Over the next few years, I fought the gift. I put it in a box, in the attic and ignored it. Do you know what happens when you ignore a gift from God? Let’s just say nothing good happens. You can’t be blessed or fulfilled. One day, as I was working as a hospice nurse, I was caught by a coworker singing hymns to my actively dying patient. She asked why. “Because it helps her,” was my only answer. I was then asked why I clean the bodies after death instead of letting the nurse aides do it. “It’s the last thing I can do for them,” was how I responded.

My coworker said some sweet things to me and then went on her way. It was then I heard this tiny voice telling me those were the actions of a person with a servant’s heart. That was my lightbulb moment. I hadn’t left my gift in a box. I embraced it and used it everyday! And what’s more, I liked being a servant. I was good at it. It really meant something to me, but more importantly, to the people I came in contact with.

So now I say with pride, I am a servant. Again, I’m not an expert on spiritual gifts. Heck, I had to be beat over the head when it came to my gift. But I have learned a few things. One, everyone has a spiritual gift. Two, your gift is nonrefundable and not transferable. And three, your gift exactly perfect for you.

Putting yourself out there

So I’ve started a blog. So I’ve started posting more on social media. So that’s really terrifying. Let me explain.

I’ve been feeling an urge to write, to give voice to my opinions and to put it out there for others to read. This feeling not only hasn’t gone away, but it’s gotten stronger. So, I took the plunge. I started a blog. I started posting and I felt pretty proud. I even got bold enough to make some comments on social media. That’s when things started getting dicey.

I took two of my children to see a movie. We loved it!

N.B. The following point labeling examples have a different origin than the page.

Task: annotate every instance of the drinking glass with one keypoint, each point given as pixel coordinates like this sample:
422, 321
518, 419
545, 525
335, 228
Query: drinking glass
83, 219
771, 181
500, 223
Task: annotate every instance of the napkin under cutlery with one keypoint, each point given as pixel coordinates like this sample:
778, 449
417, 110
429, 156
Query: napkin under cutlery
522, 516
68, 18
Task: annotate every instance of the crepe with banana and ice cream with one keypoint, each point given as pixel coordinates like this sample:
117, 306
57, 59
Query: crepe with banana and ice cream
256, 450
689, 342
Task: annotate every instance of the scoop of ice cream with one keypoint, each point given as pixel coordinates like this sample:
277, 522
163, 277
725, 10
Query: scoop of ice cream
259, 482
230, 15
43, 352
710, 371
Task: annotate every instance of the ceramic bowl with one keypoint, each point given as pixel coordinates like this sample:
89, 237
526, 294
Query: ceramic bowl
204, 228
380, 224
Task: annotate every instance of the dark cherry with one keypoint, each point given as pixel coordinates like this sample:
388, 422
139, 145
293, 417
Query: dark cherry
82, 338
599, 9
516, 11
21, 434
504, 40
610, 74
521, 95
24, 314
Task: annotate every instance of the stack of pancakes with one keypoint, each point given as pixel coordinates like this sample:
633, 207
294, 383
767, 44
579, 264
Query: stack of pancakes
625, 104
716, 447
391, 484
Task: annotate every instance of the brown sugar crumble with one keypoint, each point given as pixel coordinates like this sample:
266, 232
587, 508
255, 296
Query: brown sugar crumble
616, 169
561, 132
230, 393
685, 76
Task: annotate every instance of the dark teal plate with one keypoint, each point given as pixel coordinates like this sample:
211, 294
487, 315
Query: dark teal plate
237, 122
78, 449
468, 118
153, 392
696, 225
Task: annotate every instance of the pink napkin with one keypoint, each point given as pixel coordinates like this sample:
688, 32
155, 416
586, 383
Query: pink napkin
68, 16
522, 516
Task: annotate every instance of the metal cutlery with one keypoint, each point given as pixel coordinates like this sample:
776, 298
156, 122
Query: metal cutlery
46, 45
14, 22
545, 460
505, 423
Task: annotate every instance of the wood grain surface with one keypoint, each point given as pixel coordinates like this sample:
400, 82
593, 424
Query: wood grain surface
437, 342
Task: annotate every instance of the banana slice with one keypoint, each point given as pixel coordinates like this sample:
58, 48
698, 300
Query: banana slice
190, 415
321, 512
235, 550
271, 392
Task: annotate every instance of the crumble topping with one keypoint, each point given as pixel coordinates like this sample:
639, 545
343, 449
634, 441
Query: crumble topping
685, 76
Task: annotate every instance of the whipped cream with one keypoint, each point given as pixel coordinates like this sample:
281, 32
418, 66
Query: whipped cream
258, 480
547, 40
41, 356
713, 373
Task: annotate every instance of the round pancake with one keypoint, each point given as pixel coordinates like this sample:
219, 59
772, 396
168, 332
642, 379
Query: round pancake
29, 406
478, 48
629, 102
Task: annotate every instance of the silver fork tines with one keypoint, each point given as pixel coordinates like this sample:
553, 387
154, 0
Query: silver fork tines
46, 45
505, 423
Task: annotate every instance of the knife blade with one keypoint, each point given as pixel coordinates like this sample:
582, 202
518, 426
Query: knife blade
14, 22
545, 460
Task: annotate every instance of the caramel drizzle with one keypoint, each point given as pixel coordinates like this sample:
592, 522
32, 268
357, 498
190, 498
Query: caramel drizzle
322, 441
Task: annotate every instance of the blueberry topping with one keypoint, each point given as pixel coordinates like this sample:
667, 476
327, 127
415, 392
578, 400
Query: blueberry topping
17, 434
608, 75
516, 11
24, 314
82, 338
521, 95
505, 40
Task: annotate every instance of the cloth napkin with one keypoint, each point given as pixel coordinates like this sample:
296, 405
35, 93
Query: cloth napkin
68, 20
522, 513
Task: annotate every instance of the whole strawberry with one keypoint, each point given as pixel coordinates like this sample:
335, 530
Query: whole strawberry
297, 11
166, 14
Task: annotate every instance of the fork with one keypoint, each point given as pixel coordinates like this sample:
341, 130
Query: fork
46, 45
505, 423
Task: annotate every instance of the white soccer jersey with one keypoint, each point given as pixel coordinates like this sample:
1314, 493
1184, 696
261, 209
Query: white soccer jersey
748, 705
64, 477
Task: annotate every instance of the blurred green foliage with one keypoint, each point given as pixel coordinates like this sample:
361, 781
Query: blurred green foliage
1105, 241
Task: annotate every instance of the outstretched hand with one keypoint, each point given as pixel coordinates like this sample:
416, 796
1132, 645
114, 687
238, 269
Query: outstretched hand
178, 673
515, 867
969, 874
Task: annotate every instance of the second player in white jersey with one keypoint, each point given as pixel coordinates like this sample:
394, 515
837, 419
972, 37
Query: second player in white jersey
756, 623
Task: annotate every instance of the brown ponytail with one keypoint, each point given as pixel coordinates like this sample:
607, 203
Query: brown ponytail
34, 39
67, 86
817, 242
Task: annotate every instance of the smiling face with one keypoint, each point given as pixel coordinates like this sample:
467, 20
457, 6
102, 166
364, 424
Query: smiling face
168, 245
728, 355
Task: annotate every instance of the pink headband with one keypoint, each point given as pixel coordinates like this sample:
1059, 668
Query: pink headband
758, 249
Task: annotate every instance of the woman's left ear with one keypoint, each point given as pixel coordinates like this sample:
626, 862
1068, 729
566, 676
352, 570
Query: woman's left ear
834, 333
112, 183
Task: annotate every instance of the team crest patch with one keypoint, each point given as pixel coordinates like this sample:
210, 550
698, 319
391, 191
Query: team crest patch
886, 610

In fact, I loved it so much, I decided to comment on the trailer that popped up on my Facebook news feed. I got a nice comment, then a couple not so nice comments, then a really ugly comment. Yikes! I was just talking about how much I liked a movie.

I began to doubt myself. “Should I delete my comment?” “Should I respond to the mean comments?” So many other things went through my head. Then I saw it. I had over a hundred likes and little heart responses! I realized I needed a thicker skin. People aren’t always going to agree with what I say. Not everyone is going to think I’m brilliant and witty. I simply need to be truthful and kind and forge on ahead.

Then my blog. I made a post and felt pretty good about it. Then…Oh My Word! People I know ‘in real life’ read it. The ugly doubts came up. “Should I delete this?” “Is it too personal?” “Did I say anything inappropriate?” But guess what? People liked it. They wrote really sweet feedback. I could do this. I should do this. Heck, I am doing this.

All of these things happened yesterday, in the course of about two hours y’all. Seeing this happen, doubting myself and getting over it, all in a couple hours. I felt like a crazy person. But I’m a crazy person that’s taking a chance on something that I feel passionate about doing. I putting myself out there…But with a thicker skin.